The primary objectives of the project were to:

  1. Develop and test scientifically sound and cost-effective stormwater and receiving water trash monitoring methods that allow agencies to measure sustained, long-term water quality improvements over time.
  2. Fill critical information gaps on the effectiveness and costs/benefits of implementing specific stormwater BMPs (e.g., street sweeping) that address trash.

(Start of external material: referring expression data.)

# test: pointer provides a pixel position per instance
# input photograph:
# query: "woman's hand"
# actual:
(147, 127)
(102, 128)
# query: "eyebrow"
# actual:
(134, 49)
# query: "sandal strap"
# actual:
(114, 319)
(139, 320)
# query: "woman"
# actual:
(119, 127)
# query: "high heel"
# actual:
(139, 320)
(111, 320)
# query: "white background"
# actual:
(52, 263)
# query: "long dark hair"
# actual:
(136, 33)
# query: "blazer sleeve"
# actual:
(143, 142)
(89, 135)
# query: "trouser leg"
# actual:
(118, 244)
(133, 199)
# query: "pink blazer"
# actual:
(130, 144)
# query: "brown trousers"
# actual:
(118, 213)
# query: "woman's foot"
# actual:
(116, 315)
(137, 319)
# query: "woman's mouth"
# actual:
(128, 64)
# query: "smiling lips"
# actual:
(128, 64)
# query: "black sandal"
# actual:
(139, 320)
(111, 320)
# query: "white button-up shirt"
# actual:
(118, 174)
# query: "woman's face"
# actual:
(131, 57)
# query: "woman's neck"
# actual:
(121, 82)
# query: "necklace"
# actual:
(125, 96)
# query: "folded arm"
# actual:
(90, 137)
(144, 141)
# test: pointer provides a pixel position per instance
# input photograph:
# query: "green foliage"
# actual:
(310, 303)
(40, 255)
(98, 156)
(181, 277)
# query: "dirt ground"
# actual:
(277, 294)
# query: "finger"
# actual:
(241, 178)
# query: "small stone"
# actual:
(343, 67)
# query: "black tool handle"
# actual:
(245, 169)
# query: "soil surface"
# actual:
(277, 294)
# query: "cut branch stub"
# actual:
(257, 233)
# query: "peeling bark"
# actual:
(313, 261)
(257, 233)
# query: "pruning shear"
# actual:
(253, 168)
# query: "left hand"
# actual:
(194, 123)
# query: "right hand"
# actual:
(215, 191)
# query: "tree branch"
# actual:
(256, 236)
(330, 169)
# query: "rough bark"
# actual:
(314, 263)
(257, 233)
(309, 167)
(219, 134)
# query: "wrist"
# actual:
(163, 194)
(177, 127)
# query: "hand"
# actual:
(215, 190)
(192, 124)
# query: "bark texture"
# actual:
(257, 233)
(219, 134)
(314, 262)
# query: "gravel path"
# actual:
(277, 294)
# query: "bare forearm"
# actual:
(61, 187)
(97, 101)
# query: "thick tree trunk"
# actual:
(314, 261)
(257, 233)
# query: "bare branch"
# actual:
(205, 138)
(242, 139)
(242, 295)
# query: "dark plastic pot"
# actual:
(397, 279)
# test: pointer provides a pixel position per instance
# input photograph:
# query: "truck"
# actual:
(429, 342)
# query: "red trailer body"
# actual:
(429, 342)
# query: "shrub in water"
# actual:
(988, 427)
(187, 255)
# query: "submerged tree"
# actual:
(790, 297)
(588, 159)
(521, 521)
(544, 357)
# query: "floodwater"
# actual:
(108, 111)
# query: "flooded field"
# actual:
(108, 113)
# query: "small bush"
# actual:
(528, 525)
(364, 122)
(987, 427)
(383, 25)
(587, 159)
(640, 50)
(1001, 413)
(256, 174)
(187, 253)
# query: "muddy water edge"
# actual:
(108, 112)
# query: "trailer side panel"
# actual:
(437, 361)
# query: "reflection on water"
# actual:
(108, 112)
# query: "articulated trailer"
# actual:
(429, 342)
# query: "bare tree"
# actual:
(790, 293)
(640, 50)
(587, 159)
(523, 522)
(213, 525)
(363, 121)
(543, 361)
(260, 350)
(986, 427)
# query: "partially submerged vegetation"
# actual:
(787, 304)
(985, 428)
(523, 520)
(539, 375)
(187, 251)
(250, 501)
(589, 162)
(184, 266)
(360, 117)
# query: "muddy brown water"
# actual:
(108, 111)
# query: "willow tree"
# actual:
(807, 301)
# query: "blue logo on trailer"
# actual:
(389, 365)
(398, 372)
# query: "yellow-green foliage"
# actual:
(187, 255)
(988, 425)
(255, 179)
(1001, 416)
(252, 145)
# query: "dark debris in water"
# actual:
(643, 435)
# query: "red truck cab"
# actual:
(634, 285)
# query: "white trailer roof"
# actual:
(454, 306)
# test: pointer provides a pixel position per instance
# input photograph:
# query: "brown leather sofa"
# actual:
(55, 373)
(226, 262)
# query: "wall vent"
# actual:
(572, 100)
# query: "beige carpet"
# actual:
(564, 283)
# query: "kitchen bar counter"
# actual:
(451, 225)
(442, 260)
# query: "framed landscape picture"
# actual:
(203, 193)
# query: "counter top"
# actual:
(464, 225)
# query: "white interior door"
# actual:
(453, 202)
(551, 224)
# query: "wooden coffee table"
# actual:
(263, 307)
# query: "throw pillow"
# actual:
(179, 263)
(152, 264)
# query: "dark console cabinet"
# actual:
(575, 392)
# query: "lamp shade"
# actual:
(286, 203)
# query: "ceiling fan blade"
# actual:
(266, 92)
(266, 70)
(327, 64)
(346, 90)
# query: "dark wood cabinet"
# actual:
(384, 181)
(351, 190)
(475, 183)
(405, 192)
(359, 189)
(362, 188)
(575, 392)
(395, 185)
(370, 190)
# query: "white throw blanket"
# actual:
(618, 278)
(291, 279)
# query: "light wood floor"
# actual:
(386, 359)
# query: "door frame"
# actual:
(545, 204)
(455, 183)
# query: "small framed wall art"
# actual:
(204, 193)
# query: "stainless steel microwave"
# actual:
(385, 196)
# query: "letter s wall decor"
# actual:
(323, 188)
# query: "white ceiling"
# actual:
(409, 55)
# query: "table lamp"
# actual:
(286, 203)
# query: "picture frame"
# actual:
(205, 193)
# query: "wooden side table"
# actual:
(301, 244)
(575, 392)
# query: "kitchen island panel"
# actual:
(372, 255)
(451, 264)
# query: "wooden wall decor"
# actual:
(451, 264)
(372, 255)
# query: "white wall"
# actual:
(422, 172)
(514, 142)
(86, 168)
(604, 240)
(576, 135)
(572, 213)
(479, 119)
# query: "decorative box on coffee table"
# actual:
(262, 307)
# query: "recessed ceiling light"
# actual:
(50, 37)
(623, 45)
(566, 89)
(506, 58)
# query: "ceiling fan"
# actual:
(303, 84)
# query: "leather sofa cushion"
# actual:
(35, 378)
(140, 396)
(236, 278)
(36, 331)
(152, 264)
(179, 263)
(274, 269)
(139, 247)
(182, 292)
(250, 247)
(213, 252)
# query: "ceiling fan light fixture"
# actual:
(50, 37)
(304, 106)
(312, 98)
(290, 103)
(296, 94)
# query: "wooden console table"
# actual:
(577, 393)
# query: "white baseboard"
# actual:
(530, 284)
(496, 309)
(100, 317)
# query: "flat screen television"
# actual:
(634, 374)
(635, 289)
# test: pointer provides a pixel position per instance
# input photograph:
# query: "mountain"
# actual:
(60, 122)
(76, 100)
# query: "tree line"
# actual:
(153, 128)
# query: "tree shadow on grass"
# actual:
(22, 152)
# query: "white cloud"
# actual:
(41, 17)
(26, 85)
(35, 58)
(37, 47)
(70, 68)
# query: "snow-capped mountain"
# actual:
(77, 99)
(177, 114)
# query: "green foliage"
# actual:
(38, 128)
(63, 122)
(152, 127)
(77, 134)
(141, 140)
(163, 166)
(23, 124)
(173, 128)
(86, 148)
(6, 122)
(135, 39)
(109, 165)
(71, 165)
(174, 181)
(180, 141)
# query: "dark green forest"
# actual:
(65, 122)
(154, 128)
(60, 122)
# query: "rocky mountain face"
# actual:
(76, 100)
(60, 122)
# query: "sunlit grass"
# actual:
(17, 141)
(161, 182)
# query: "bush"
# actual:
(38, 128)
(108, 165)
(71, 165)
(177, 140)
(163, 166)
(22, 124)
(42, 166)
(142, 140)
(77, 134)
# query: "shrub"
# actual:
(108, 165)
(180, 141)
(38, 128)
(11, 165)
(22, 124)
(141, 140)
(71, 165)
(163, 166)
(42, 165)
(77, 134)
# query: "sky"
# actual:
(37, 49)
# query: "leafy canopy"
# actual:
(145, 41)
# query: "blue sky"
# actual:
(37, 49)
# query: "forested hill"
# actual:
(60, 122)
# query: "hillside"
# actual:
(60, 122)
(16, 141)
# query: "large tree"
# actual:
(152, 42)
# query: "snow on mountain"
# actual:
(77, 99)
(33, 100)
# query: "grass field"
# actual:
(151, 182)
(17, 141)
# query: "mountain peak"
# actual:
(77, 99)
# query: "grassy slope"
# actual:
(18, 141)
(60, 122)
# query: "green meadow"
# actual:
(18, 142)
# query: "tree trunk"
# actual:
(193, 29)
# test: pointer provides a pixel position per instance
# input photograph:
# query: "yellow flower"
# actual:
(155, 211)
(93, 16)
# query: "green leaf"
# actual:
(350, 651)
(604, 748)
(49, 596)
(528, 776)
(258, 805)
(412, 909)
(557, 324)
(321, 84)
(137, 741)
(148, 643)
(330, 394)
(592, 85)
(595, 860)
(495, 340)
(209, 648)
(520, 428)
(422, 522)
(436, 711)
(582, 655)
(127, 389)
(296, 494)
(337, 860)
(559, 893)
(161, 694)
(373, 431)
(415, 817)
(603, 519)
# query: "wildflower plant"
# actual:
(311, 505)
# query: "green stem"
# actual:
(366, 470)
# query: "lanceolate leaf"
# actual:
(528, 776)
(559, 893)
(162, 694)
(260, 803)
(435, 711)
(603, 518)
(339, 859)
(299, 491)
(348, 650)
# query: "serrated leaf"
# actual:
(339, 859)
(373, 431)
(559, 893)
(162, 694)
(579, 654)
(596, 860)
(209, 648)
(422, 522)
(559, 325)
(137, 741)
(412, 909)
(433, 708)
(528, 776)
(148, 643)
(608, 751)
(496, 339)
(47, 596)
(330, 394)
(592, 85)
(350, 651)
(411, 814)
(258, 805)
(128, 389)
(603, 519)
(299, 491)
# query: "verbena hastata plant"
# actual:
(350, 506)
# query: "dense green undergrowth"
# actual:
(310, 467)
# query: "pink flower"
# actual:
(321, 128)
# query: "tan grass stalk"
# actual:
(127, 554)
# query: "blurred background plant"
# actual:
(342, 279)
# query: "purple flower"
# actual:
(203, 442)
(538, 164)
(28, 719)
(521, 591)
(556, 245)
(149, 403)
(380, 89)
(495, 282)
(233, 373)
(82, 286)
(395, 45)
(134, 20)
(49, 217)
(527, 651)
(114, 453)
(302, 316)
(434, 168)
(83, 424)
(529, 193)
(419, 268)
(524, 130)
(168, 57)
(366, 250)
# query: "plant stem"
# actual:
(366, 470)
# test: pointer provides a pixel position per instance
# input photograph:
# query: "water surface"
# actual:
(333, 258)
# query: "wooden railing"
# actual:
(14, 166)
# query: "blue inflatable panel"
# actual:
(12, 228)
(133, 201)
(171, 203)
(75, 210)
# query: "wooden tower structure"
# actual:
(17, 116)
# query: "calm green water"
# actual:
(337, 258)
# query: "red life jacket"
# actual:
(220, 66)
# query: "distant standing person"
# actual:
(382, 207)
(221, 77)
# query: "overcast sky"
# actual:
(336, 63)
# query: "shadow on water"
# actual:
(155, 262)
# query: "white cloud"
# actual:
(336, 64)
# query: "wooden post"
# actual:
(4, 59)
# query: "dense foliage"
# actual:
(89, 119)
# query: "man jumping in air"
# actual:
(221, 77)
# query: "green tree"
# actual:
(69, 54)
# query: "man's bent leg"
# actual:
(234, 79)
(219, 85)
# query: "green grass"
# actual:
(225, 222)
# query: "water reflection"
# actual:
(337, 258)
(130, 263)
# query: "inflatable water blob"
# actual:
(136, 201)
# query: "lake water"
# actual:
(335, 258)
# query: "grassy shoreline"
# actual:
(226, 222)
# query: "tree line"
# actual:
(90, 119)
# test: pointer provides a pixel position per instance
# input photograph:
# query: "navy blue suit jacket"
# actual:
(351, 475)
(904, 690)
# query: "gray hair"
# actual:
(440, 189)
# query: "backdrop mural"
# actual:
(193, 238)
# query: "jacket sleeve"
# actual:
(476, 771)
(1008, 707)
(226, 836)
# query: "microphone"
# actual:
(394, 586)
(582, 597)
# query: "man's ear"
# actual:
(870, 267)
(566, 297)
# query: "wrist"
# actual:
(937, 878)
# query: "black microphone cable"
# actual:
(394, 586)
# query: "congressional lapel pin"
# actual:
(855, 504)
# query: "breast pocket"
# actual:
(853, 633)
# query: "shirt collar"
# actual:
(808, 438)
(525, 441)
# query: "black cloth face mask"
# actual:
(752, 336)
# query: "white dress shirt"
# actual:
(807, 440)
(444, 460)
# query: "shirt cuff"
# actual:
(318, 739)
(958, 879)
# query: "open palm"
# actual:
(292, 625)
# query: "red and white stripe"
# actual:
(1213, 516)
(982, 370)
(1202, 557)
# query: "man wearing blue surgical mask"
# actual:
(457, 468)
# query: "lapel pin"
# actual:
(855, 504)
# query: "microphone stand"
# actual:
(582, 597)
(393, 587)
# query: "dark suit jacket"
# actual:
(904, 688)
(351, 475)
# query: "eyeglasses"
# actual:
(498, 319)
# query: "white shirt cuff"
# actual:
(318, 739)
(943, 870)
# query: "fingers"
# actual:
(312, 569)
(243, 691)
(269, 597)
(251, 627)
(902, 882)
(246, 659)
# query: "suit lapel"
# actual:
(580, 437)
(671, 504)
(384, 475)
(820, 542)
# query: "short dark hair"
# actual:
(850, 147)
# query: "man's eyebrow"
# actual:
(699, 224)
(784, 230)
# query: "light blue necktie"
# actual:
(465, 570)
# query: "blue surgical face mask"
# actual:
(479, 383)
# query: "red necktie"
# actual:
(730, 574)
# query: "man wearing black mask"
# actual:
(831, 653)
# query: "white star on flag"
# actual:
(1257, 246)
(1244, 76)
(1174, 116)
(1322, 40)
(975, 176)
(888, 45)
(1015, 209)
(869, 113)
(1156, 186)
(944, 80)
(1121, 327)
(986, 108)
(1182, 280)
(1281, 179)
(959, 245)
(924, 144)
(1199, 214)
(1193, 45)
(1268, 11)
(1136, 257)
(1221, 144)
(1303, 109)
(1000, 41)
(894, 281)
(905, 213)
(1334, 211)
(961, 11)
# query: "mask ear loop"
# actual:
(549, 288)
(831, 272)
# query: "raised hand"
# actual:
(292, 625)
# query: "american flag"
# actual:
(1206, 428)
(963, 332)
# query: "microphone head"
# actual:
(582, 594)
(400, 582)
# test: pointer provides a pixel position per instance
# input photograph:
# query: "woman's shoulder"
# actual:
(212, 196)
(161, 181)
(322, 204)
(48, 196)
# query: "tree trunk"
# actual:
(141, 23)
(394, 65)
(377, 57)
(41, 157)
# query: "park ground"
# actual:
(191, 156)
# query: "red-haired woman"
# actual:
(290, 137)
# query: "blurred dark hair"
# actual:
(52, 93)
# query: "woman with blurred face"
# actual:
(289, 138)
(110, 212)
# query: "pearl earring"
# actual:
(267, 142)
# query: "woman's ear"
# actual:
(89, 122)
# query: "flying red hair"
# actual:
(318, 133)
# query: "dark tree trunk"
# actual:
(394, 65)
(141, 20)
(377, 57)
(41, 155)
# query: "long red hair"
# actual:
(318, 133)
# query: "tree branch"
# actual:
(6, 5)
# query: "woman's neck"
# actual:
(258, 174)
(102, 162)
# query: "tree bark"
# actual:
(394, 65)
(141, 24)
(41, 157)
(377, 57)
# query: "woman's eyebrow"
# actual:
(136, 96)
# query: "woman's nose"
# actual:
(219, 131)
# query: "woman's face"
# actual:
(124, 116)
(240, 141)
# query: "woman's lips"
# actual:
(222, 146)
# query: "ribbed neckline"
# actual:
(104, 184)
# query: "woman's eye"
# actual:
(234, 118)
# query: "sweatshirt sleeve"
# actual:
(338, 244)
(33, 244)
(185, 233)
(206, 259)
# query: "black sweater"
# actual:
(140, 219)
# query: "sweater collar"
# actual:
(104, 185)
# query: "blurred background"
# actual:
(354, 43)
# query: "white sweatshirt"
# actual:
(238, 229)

This report presents an evaluation of a monitoring protocol (on-land visual assessment (OVTA)) to assess the levels of trash on land (streets and sidewalks) that could reach storm drain inlets as a surrogate for trash discharged from stormwater conveyances.  Although several studies have predicted or quantified trash discharges from stormwater conveyance systems, none appear to have attempted to empirically measure reductions over time from this specific trash transport pathway.  In the Los Angeles region, trash reductions are currently based on the geographical extent of trash control measure implementation and predetermined trash reduction values for each type of control measure implemented.  In the San Francisco Bay Area, trash reductions in stormwater are calculated using three methods.  The first two are equivalent to the two methods used in the Los Angeles region (i.e., areas treated by full capture systems and the results of agreed upon control measure specific studies).  The third, on-land visual assessment, is currently Bay Area specific.  The OVTA is a qualitative protocol that results in observations of trash levels on streets and sidewalks in specific assessment areas.  The protocol assumes that the level of trash that is observed on streets and sidewalks is consistent with the level of trash discharged by stormwater conveyance systems.  Quantitative monitoring and OVTA assessments were conducted at seven study areas located in the cities of Fremont, Oakland, and San Jose, California.  Quantitative monitoring activities included the removal of trash from streets, sidewalks, and storm drain inlets.  The trash collected was characterized in terms of weight, volume, and item counts.  Quantification events were supplemented with qualitative OVTAs conducted before, after and between street sweeping, and before and after rainfall events.  In addition to OVTAs conducted as part of the project, the results of approximately 3,100 OVTAs conducted at roughly 1,200 assessment sites by SCVURPPP and SMCWPPP were utilized to address the project monitoring questions.